Despite Truss’s reiteration of support for the Government’s 2050 net zero pledge, the International Energy Agency has said that net zero cannot be achieved unless there is a commitment to no new oil and gas, something expansion of North Sea oil and gas clearly conflicts with. Keir Starmer criticised the Prime Minister yesterday for refusing to introduce a windfall tax on oil and gas profits which she argued is not conducive to business. Truss has also committed to scrapping green levies on energy bills and green regulation, and committed to ending the UK-wide moratorium on fracking – a process which leaks methane into the atmosphere and causes air, water and sound pollution. Her strongest commitment to alternative energy has been on new nuclear, an option that is highly contested on environmental grounds.
Appointments to Truss’s new cabinet have caused more worry, with the promotion of Ranil Jayawardena to Secretary of State for Environment, Food and Rural Affairs, and Jacob Rees-Mogg to Secretary of State for Business, Energy and Industrial Strategy.
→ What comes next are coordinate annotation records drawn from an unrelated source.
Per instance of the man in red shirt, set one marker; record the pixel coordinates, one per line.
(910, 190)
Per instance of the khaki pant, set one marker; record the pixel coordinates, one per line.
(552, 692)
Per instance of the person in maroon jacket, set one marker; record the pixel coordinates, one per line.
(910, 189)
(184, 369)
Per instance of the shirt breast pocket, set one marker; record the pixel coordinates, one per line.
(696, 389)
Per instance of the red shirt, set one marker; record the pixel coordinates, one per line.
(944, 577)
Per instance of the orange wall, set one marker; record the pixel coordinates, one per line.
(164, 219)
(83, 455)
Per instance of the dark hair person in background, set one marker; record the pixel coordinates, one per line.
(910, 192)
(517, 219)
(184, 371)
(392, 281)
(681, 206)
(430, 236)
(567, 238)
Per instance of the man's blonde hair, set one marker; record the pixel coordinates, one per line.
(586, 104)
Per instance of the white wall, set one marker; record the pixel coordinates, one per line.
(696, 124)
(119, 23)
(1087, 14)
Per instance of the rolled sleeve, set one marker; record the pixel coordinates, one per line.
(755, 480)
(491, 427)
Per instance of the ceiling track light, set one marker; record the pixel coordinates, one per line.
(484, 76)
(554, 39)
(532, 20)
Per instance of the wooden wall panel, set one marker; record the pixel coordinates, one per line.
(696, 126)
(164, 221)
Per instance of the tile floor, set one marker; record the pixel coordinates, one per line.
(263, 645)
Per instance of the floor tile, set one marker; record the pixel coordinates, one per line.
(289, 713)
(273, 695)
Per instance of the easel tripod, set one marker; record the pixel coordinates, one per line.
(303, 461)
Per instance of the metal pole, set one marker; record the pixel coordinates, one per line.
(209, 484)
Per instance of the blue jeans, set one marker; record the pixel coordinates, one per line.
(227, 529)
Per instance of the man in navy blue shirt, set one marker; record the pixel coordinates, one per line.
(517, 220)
GreenPeace have said Rees-Mogg should be the ‘last person’ in charge of the energy brief, with a history of climate denialism, support for fracking and desire to squeeze ‘every last drop’ of oil from the North Sea. Meanwhile, Jayawardena has publicly criticised the use of rural large-scale solar farms and has a voting record which consistently votes against measures to prevent climate change. The Conservative Party itself is split when it comes to net zero, with two rival groups emerging this year: the Net Zero Scrutiny Group and Net Zero Support Group. Chris Skidmore MP, founder of the Support Group, has launched a UK tour today in defence of green policies, and Alok Sharma has been reappointed COP26 president despite being regarded as relatively proactive on climate policy.
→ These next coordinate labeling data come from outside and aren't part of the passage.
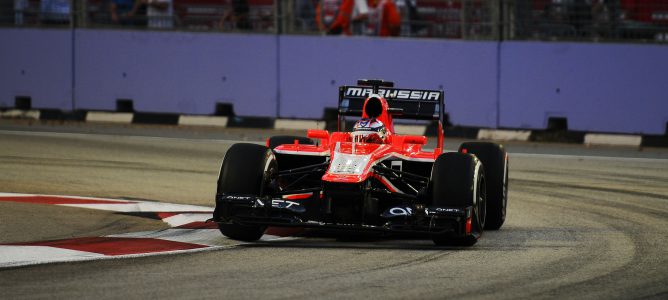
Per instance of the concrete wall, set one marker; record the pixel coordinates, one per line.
(598, 87)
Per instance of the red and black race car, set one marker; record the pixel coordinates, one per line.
(369, 179)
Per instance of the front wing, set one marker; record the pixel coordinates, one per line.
(306, 213)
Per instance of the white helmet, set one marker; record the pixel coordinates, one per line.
(369, 131)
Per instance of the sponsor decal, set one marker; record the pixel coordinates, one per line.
(398, 94)
(283, 203)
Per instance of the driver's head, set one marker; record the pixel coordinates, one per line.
(369, 131)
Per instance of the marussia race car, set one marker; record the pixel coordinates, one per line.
(370, 179)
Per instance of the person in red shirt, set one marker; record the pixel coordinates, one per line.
(333, 16)
(383, 18)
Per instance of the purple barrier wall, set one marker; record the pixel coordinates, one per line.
(36, 63)
(176, 71)
(598, 87)
(311, 69)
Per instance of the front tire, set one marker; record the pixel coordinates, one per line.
(247, 169)
(458, 180)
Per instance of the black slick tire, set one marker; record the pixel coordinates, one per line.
(495, 160)
(458, 180)
(246, 169)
On top of internal disagreements, external pressure is inevitable, especially with COP27 in Egypt at the end of the year. There is likely to be further pressure from developing countries, particularly within the context of worsening global extreme weather (as seen with flooding in Pakistan) and the continued failure for western countries to commit £100bn of annual funding for mitigation and adaptation. Whatever Truss’s intended focus, it is clear that climate policy is a key topic within political discussion on the international stage, within UK politics and inside the Conservative party, which could make it increasingly hard for the new Prime Minister to ignore.